Kavita Bala
What you see is what you get
Kavita Bala wants to change the way you see images on a computer. And, if she and researchers like her have their way, the change won’t take any effort on your part and will significantly enhance your experience online playing computer games like Warcraft III.
“The goal is to adapt graphics to how the human visual system works,” says Bala, an assistant professor in the Computer Science department’s Computer Graphics Program. “The human eye is [naturally] sensitive to visually important features, such as gradients. By explicitly finding features we get an incredibly powerful representation for generating rich, realistic images.”
The larger goal, says Bala, is to create artificial worlds that are as convincing and natural to inhabit as the real one. Bala is forging toward this goal in at least two areas. Using a computational technique she and her colleagues call “lightcuts”, she is finding economical ways to create graphics that—like many natural scenes—feature multiple light sources that differ in quality and intensity. With feature-based textures, she is addressing a problem common to graphics in computer games.
“When you get close to an object in a game, you are signaling a desire to see more,” she says. “But the image tends to look worse. If you use feature-based textures, you can get arbitrarily close, and it still looks good.” To illustrate this point, she shows me an example of a character from the best-selling game Warcraft III: where an extreme close-up of the wizard’s tunic looks blurry in the original game, but you can follow every crease and fold in Bala’s version.
Of course, solving such problems conceptually isn’t enough to make the solutions practical.
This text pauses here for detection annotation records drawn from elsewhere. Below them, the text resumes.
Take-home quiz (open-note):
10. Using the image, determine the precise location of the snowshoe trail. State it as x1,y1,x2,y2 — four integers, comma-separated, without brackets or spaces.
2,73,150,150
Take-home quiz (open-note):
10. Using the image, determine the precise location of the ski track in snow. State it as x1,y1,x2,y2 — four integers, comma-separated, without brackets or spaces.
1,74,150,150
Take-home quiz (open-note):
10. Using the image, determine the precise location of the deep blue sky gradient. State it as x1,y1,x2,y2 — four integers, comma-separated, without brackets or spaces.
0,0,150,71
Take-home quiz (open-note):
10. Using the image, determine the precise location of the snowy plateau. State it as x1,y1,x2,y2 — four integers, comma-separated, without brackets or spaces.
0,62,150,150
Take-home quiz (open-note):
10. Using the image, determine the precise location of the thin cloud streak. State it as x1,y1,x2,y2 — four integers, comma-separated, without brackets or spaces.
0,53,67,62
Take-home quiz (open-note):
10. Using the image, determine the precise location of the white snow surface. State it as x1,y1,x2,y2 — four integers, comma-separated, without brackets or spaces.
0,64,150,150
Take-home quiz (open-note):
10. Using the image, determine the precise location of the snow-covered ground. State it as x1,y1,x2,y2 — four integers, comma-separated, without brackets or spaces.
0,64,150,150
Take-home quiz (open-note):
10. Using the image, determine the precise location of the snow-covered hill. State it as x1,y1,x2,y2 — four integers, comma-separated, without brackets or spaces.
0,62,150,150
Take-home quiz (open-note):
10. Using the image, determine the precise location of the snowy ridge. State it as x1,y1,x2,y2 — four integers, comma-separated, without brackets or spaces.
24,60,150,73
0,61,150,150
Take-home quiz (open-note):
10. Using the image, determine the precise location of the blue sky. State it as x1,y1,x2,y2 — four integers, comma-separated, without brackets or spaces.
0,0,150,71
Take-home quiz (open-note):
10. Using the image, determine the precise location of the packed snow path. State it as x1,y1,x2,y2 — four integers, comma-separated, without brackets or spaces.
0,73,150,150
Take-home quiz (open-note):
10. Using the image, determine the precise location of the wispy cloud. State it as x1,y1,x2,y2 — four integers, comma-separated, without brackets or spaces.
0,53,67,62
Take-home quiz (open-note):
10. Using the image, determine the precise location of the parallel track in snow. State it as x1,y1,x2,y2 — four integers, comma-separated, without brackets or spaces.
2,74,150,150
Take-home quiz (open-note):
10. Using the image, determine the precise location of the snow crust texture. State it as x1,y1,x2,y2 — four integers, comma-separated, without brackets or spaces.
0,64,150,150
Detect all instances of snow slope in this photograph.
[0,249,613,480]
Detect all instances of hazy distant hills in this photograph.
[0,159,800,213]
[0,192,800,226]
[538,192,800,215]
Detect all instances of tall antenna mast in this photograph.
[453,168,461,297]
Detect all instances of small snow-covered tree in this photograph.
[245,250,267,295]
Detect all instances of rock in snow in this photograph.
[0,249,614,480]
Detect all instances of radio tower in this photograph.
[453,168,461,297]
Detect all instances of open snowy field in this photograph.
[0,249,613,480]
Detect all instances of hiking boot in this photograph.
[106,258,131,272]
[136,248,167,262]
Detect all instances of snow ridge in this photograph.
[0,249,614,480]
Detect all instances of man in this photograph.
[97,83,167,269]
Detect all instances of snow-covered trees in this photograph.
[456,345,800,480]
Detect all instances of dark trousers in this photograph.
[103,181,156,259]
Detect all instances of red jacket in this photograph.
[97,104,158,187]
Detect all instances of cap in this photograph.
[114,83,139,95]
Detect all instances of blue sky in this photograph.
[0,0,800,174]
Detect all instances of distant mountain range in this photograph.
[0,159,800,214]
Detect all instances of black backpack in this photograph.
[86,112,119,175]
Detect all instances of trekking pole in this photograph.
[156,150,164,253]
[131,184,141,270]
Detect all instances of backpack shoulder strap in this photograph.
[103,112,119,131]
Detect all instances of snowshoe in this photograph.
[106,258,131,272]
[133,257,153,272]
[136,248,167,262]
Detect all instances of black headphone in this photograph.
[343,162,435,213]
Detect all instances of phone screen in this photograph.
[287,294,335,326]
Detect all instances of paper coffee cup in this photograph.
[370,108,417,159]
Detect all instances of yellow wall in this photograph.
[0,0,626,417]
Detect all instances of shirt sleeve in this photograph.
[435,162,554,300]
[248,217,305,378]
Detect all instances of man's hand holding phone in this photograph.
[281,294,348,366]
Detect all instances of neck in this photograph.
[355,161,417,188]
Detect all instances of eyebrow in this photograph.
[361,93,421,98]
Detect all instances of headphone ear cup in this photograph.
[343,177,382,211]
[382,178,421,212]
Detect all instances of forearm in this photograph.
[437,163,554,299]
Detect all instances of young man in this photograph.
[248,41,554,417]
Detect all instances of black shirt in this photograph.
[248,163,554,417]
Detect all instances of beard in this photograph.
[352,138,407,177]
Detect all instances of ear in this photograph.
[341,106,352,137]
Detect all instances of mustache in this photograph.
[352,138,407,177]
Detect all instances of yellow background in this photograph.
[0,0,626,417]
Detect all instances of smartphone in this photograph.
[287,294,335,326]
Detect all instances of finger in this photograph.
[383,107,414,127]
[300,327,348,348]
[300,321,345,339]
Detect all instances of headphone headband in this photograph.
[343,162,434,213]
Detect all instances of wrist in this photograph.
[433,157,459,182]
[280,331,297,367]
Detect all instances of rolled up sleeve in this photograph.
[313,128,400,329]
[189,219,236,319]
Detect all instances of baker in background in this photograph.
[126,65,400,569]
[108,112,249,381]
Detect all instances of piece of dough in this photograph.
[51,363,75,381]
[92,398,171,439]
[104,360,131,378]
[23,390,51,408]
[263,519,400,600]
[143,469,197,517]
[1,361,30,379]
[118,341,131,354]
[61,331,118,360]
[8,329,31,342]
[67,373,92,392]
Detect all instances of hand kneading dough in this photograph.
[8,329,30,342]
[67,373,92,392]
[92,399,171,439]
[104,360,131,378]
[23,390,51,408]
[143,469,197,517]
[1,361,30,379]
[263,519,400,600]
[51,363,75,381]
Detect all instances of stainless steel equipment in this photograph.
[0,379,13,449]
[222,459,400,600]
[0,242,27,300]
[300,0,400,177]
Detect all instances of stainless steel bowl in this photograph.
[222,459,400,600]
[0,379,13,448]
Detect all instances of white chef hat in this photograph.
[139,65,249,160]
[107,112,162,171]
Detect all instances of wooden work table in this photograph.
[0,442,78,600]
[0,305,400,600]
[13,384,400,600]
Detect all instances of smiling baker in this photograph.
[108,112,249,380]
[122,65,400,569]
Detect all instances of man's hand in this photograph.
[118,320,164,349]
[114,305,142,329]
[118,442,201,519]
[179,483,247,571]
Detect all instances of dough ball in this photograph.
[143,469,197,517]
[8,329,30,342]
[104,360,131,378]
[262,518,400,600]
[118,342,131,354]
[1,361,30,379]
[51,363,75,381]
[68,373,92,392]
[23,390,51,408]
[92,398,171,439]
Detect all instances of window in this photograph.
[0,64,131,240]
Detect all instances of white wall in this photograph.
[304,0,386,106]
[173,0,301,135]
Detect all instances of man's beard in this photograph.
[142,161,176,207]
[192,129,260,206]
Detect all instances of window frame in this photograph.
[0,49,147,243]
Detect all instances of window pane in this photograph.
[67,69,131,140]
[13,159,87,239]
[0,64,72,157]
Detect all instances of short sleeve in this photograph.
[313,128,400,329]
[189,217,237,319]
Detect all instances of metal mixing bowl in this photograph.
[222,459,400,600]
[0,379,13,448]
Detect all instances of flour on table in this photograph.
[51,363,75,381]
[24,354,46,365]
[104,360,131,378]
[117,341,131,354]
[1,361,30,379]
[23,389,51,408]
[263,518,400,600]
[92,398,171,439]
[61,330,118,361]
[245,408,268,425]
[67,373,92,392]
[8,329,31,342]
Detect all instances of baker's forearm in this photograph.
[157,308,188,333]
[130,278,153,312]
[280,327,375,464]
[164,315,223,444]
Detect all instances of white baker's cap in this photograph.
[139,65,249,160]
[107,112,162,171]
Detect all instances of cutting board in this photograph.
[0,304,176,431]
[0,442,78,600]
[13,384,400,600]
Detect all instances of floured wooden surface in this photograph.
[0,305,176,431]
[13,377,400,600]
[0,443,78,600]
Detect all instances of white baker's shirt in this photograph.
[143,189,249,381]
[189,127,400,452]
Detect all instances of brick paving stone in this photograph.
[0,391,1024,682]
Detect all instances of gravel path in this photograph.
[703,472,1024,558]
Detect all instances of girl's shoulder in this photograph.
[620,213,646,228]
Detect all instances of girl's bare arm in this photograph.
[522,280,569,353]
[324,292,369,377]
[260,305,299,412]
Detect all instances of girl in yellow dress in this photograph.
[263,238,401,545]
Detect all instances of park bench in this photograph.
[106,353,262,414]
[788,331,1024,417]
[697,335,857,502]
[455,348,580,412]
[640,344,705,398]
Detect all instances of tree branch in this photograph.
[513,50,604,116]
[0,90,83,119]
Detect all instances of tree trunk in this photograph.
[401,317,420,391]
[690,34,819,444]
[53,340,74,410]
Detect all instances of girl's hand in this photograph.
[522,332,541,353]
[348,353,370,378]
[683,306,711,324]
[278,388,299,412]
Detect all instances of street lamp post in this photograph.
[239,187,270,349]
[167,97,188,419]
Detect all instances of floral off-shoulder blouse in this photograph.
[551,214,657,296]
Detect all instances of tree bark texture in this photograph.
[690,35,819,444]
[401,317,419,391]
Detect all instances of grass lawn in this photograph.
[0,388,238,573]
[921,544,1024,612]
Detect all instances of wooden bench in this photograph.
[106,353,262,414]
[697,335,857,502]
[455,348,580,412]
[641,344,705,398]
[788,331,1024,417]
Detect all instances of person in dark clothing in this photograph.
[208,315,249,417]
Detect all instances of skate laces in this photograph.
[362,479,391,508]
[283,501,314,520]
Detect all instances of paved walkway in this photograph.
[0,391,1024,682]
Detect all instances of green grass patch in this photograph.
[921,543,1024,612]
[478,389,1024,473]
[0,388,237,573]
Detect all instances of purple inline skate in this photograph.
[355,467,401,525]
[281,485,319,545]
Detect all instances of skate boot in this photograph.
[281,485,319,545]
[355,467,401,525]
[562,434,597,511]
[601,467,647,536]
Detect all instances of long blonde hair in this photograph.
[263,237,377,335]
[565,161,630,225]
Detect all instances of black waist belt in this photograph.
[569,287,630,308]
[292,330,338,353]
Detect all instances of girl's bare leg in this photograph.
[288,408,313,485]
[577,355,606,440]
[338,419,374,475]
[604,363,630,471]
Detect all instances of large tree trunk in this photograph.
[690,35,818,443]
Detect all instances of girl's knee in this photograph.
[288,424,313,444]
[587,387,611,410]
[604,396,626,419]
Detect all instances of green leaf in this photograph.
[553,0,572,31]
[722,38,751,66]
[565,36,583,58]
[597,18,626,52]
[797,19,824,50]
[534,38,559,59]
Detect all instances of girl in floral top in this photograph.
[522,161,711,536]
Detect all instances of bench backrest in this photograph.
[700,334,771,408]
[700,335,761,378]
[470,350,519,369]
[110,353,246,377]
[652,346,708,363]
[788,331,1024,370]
The second, perhaps more challenging problem is applying them in the face of “real world” limitations such as processing speed or memory. “We can have this insight (about the visual system), but then there’s the cleverness of making [our solution] work so that the program is still fast; it’s still lightweight,” she says.
Although computer game makers are big consumers of her work, the Bombay-born Bala sees a world of other applications for her NSF-supported work. It applies, in principle, to anything that requires creating plausible scenes, such as making art, virtual or “augmented” reality, lighting design, architectural rendering and, inevitably, to applications that haven’t been thought of yet.
“When you interact with this”—and she picks up a computer mouse—“it’s not a very natural metaphor for dealing with the world.” In the future, though, we will live naturally—and productively—in the sophisticated yet intuitive artificial worlds Bala is helping to create.